0:26:55 > 0:26:59I just want her to be my daughter, and I want to be her father.

0:26:59 > 0:27:02That's it, and we have to be there for each other.

0:27:03 > 0:27:04We're doing good.

0:27:04 > 0:27:06- We're doing good!- We're doing good.

0:27:06 > 0:27:10And what about this man who is so, so popular now on the radio

0:27:10 > 0:27:13and with everything he's achieved, are you proud of him?

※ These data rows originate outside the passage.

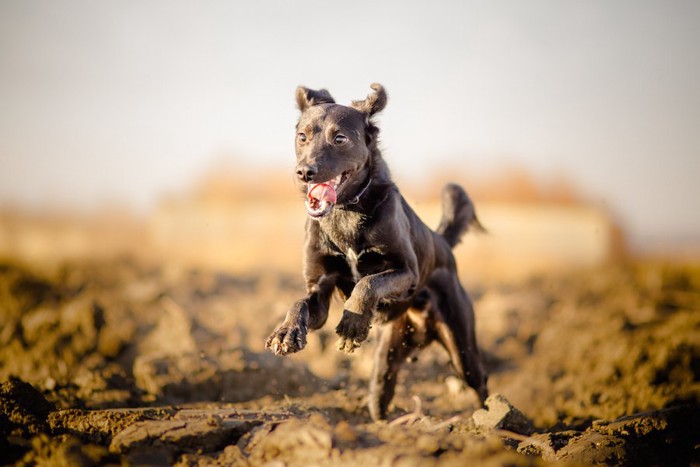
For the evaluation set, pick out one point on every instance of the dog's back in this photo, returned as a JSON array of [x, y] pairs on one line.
[[458, 214]]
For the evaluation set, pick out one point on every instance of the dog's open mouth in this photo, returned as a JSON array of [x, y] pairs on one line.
[[321, 197]]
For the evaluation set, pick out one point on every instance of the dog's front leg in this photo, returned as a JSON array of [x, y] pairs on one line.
[[310, 312], [358, 312]]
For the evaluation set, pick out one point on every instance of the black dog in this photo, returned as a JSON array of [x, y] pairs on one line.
[[363, 240]]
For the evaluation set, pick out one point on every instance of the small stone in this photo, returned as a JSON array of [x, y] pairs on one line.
[[501, 415]]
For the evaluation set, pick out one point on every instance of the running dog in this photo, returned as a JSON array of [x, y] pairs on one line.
[[364, 241]]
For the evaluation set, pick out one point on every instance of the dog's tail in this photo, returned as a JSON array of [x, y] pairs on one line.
[[458, 214]]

0:27:13 > 0:27:15Oh, very much so. He's a big softy.

0:27:15 > 0:27:18- Are you?- Oh, very much so.

0:27:18 > 0:27:21Of course I am. I always was.

0:27:21 > 0:27:24When I was growing up, he never left the house without giving me a kiss

0:27:24 > 0:27:28and lots of love. We wouldn't have had much else, but lots of love.

0:27:28 > 0:27:30- Good one!- That's it.

0:27:30 > 0:27:32With drink or without drink, there was lots of love.

0:27:34 > 0:27:35So.

0:27:37 > 0:27:39- Thank you. - Thank you, Stephen.- Thank you.

0:27:50 > 0:27:53What is life about to you?

0:27:53 > 0:27:56What do you want Hugo Duncan to stand for?

0:27:56 > 0:27:59My biggest wish would be

0:27:59 > 0:28:04to leave an impression on my family's mind today

0:28:04 > 0:28:08that I didn't leave 20, 30 years ago.

0:28:09 > 0:28:12I want them to remember me as who I am now.